Electronic Waste Recycling
More Options
Donating to charity
You may have decided to find a school or local charitable group to donate your working computers, either out of benevolence or to get an income tax deduction (or both). In some cases this may be worthwhile. You may find it's better for all involved to send it to a recycler, though, and make your donations another way, especially if you have more than just a few computers to give away. Here's why.
First, even working equipment won't be useful if it's obsolete or nearly so, or if it needs a tune-up that might prove more work than it's worth.
Software licensing is also a consideration. If you do not have the original licenses for the software installed on the computer, if your licenses are not valid outside your organization, or if you were using unlicensed (pirated) software, then the school or charity may be unable to accept the donation, or may have to pay for new licenses.
Lastly, charities may not be equipped to meet your requirements for accountability reporting and data destruction.
Responsible recycling
Some companies claim to recycle equipment but actually send the unusable or broken items to a landfill, or sell it to merchants overseas. It's morally worse, of course, if they collected fees from you or subsidies from the government to perform the recycling activities they failed to do.

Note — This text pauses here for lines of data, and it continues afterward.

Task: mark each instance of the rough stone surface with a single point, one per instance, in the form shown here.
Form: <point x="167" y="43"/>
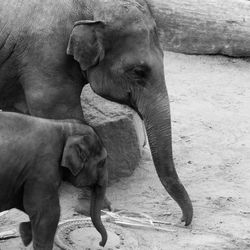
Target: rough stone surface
<point x="204" y="27"/>
<point x="120" y="129"/>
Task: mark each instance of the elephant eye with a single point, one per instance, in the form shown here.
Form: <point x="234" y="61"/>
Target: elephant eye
<point x="141" y="71"/>
<point x="101" y="164"/>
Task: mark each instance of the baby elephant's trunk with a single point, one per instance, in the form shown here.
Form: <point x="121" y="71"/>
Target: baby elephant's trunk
<point x="98" y="194"/>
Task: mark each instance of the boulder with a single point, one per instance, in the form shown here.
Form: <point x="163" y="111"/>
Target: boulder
<point x="120" y="129"/>
<point x="204" y="27"/>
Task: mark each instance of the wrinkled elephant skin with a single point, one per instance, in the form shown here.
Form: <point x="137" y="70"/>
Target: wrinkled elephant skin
<point x="49" y="49"/>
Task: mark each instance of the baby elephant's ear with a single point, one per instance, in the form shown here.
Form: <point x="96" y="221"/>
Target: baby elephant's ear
<point x="74" y="157"/>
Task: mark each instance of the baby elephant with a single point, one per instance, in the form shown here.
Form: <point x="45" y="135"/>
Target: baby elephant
<point x="35" y="155"/>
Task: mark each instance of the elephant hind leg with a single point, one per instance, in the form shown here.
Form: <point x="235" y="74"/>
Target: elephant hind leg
<point x="25" y="232"/>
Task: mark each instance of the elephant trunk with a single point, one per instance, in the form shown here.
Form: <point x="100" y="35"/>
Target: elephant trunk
<point x="156" y="116"/>
<point x="97" y="198"/>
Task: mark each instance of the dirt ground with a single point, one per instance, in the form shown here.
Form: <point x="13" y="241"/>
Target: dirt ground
<point x="209" y="98"/>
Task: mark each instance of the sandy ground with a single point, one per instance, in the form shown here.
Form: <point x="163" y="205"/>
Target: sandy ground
<point x="209" y="98"/>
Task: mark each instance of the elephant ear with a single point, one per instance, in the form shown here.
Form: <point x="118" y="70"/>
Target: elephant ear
<point x="85" y="43"/>
<point x="74" y="157"/>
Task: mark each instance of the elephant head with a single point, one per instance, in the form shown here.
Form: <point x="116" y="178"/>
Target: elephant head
<point x="84" y="157"/>
<point x="120" y="53"/>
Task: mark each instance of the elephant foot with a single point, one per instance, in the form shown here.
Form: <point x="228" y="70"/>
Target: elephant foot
<point x="25" y="232"/>
<point x="83" y="206"/>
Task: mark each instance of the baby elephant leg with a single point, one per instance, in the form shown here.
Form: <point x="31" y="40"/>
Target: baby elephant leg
<point x="25" y="232"/>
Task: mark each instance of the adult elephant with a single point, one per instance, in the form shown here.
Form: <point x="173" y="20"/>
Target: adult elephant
<point x="111" y="44"/>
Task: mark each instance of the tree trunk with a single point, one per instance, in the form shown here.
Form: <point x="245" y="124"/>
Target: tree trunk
<point x="204" y="26"/>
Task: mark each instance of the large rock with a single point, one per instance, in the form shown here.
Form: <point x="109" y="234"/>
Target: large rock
<point x="120" y="129"/>
<point x="204" y="27"/>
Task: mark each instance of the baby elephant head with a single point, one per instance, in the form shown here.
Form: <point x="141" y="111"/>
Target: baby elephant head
<point x="84" y="156"/>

Also, when equipment is to be disassembled or melted, this should be done in a properly constructed facility with appropriate safety measures to prevent poisoning the workers and the local environment. When companies in the United States send equipment to countries where it is easier to extract raw materials without observing modern safety practices, this can result in workers being exposed to toxic chemicals and fumes, and certain geographical areas in poor countries can be made uninhabitable due to improper disposal of the waste produced.
Responsible recycling refers to the commitment of a recycling company not to engage in the practices described above. A responsible recycler will keep all equipment it collects out of landfills, and will not melt it down in an unsafe manner nor send it to any merchants who will.
If you are interested in sending your disused IT equipment to responsible recycling agencies, what can you do? Is it enough to send it to a recycler that claims to be "responsible"?
Unfortunately, we should all know that in this cold world, even if a company has a nice website loaded with "green" logos and all kinds of promises about environmental responsibility, this can mean nothing if the company is run by a bunch of liars. A high-profile company in Colorado made responsible recycling a big selling point, then got caught shipping a giant container of CRT monitors to a remote province in China, for the reasons described above. And, for several years, a mountain of electronics, including poisonous old television tubes, piled up in Arizona, from a California recycler who may have received the government subsidies mentioned earlier in this article to properly recycle that equipment.
The Basel Action Network (BAN) is a group of environmental activists who offer a certification process by which an electronics recycling company can confirm compliance with the responsible recycling standards set by BAN under their e-Stewards program. While J.D. Fox Micro does not explicitly endorse BAN or its activities, it does seem reasonable to assume that any company that has made the effort to get certified by BAN for responsible recycling can be considered your best bet for ensuring your recycled equipment does not go to a landfill or end up poisoning children in foreign lands.